Le journaliste dit «d'investigation» est à l'ordre du jour. Il est entendu aujourd'hui que tous les coups sont permis. Le traitement par deux grands journalistes du Washington Post de l'affaire du Watergate4 a donné ses lettres de noblesse à un type d'enquête comparable à celle que pratiquent la police et les services spéciaux à l'encontre des terroristes ou des trafiquants de drogue.

      S'insurger contre ce modèle, ou le mettre en question, ne peut être le fait que d'un ancien combattant cacochyme5, d'un reporter formé par les Petites soeurs des pauvres. L'idée que je me suis faite de ce métier me détourne d'un certain type de procédures, de certaines interpellations déguisées, et je suis de ceux qui pensent que le journalisme obéit à d'autres règles que la police ou le contre-espionnage. Peut-être ai-je tort.

      Mais c'est la pratique de la rétention6 de l'information qui défie le plus rudement la conscience de l'informateur professionnel. Pour en avoir usé (et l'avoir reconnu...) à propos des guerres d'Algérie et du Vietnam, pour avoir cru pouvoir tracer une frontière entre le communicable et l'indicible, pour m'être érigé en gardien «d'intérêts supérieurs» à l'information, ceux des causes tenues pour «justes», je me suis attiré de rudes remontrances. Méritées, à coup sûr, surtout si elles émanaient de personnages n'ayant jamais pratiqué, à d'autres usages, de manipulations systématiques, et pudiquement dissimulées.

      La loi est claire: «rien que la vérité, toute la vérité», mais il faut la compléter par la devise que le New York Times arbore en manchette: «All the news that's fit to print», toutes les nouvelles dignes d'être imprimées. Ce qui exclut les indignes – c'est-à-dire toute une espèce de journalisme et, dans le plus noble, ce dont la divulgation porte indûment atteinte à la vie ou l'honorabilité de personnes humaines dont l'indignité n'a pas été établie.

Connaissant ces règles, le journaliste constatera que son problème majeur n'a pas trait à l'acquisition mais à la diffusion de sa part de vérité, dans ce rapport à établir entre ce qu'il ingurgite de la meilleure foi du monde, où abondent les scories et les faux-semblants, et ce qu'il régurgite. La frontière, entre les deux, est insaisissable, et mouvante. Le filtre, de ceci à cela, est à sa conscience, seule.
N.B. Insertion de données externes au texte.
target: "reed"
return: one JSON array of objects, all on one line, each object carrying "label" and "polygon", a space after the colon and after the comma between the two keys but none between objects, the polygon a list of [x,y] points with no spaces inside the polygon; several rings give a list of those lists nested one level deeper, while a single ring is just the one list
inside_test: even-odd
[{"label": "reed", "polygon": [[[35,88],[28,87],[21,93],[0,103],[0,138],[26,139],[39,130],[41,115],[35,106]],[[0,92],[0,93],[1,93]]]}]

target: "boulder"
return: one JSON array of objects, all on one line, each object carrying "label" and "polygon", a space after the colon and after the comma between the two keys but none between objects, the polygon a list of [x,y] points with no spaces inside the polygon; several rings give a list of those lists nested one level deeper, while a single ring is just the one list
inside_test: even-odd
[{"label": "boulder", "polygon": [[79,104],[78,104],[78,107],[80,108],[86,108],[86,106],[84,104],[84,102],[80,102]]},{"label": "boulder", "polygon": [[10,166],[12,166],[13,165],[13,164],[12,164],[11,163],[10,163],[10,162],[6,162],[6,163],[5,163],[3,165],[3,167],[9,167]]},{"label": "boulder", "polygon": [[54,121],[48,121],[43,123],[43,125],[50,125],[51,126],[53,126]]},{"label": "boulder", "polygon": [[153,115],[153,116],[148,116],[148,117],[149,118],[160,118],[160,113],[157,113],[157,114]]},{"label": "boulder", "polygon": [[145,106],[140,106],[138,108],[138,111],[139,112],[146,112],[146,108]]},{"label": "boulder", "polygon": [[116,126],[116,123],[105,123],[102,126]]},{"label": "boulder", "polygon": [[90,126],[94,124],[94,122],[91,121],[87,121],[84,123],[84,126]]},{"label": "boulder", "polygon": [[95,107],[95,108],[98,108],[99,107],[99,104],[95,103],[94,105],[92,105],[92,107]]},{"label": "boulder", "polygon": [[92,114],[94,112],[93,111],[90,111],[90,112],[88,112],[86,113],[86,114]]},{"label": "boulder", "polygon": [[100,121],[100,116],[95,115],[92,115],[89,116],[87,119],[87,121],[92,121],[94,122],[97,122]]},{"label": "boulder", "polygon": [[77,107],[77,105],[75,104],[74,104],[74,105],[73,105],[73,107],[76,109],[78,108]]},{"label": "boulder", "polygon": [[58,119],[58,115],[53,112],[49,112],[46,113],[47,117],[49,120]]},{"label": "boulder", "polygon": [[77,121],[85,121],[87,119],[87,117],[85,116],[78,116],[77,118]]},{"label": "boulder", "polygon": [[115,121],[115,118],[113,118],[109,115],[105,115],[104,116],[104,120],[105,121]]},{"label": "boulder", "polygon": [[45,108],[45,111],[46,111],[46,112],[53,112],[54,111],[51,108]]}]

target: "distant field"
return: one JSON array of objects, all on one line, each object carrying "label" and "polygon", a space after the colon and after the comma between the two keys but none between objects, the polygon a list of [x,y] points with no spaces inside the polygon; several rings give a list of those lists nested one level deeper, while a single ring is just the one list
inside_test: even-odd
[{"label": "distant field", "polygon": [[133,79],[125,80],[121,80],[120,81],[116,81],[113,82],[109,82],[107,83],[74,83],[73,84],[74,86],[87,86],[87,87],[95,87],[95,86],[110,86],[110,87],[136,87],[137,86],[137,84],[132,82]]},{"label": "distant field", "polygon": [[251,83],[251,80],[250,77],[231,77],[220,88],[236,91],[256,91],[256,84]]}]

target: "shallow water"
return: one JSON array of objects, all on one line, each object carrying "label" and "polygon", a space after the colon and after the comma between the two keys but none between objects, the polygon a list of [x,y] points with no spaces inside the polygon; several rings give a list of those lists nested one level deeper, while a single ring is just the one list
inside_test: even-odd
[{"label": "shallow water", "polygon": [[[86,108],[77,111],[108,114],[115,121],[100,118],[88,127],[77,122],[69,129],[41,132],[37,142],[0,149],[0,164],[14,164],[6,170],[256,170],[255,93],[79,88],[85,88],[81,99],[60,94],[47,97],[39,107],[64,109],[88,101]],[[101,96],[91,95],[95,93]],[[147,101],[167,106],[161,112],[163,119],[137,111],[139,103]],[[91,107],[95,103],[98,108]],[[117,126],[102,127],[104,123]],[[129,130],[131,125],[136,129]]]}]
1. Serment par lequel les médecins s'engagent à respecter les obligations morales de leur profession - 2. ville où l'on fit croire à la presse internationale qu'avait eu lieu un massacre - 3. sacrilège aux yeux de... - 4. affaire d'espionnage politique qui entraîna la démission du président Nixon en 1974 - 5. en mauvaise santé - 6. le fait ne de pas diffuser

QUESTIONS

1) Étudiez le rôle de la conjonction «mais» dans l'argumentation à la deuxième ligne et au début du huitième paragraphe et précisez sa signification dans l'un et l'autre cas (2 points)

2. Quel est le point de vue de l'auteur sur le journalisme «d'investigation» et comment le présente-t-il? (3 pts)

3. Expliquez et appréciez du point de vue de l'argumentation l'image contenue dans la dernière phrase.(2 pts)

4. Quels sont les trois problèmes qui, selon Jean Lacouture, se posent au journaliste et quelle importance l'auteur accorde-t-il à chacun d'eux? (3 pts)

TRAVAUX D'ÉCRITURE (10 pts)

Dans quelle mesure partagez-vous le point de vue de J. Lacouture lorsqu'il estime que le journaliste doit s'imposer des limites dans l'exercice de son métier?
En une page environ, vous présenterez sur cette question une réflexion ordonnée et argumentée.